The Future is Bleak if the Trend is not Reversed

The United States has realized that expecting China to change course is hard—no one is going to change something that is bringing success. China follows its own agenda: realism and authoritarianism are the foundations undergirding CCP's behavior, with power considered essential and liberalism viewed as an existential threat.

Despite Sullivan’s correct diagnoses, his proposed solution stops at domestic redistribution and subsidies in a few areas, which won’t alter the grander structural market force to reverse the trend in China’s favor. The United States needs a larger, more sweeping strategy for China and trade. With China’s growing economic dominance, the world will be reshaped in an illiberal way, as predicted by scholars such as John Mearsheimer and Charles Glaser. Apart from the realms of technology and the military, this includes shaping global norms and rules detrimental to democracies: as with domestic rule, the Communist Party has no interest in an order upholding liberty, democracy, human rights, or transparency. Instead, its top-down model with leading technologies has shown the capability to undermine the existing order and its values.

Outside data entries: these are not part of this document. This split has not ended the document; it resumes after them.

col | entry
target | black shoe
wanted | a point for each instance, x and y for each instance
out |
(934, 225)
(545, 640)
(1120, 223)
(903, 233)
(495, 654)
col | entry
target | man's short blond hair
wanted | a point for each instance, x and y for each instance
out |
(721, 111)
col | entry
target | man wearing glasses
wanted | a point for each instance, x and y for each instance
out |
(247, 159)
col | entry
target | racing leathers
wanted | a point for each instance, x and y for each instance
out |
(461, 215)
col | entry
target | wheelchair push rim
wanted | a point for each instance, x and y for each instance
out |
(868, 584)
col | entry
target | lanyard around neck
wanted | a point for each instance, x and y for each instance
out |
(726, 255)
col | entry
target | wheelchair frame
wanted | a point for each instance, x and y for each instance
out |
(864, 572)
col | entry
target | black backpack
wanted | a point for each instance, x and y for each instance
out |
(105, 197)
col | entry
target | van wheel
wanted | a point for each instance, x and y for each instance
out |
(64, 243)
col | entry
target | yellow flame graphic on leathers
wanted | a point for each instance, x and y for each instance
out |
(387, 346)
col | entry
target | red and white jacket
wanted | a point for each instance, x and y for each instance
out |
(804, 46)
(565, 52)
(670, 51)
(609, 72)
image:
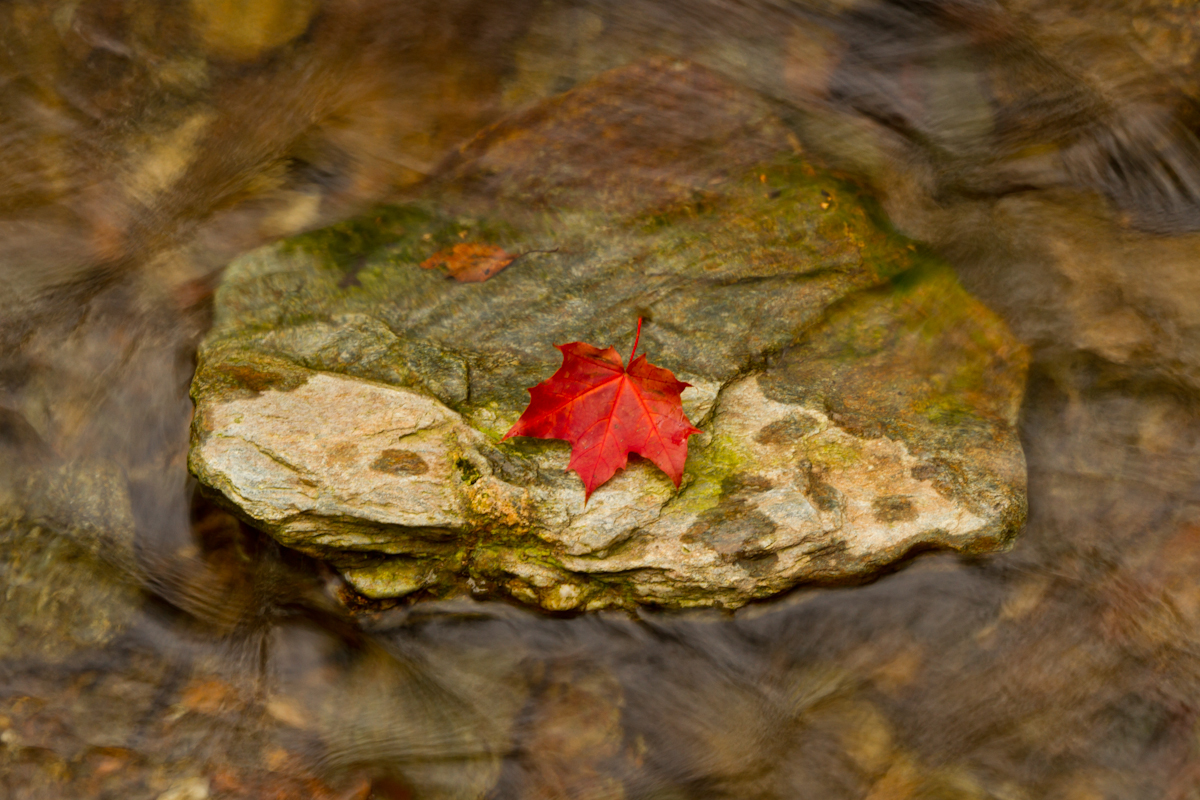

It’s Not About Promoting, but rather Protecting Democracy

Not only are prosperity and security being undermined by the growing strength and attractiveness of “the China model,” but so are democratic values, a key pillar in both President Joe Biden’s and President Donald Trump’s 2022 and 2017 National Security Strategies. Today, autocrats around the world resurge, unite and crack down unscrupulously. As democracies continue to lose global market share to China, vital to prosperity and security, many problems they face today will not be reversed. Compared to a China model which attains high-value jobs and builds fancy infrastructure, democracy no longer appears to be the path to modernity and can look chaotic, less able to deliver, and less appealing to citizens, resulting in “existential” legitimacy issues. That is why leading expert Rush Doshi expresses concerns about the possibility of the United States becoming a “big Venezuela.”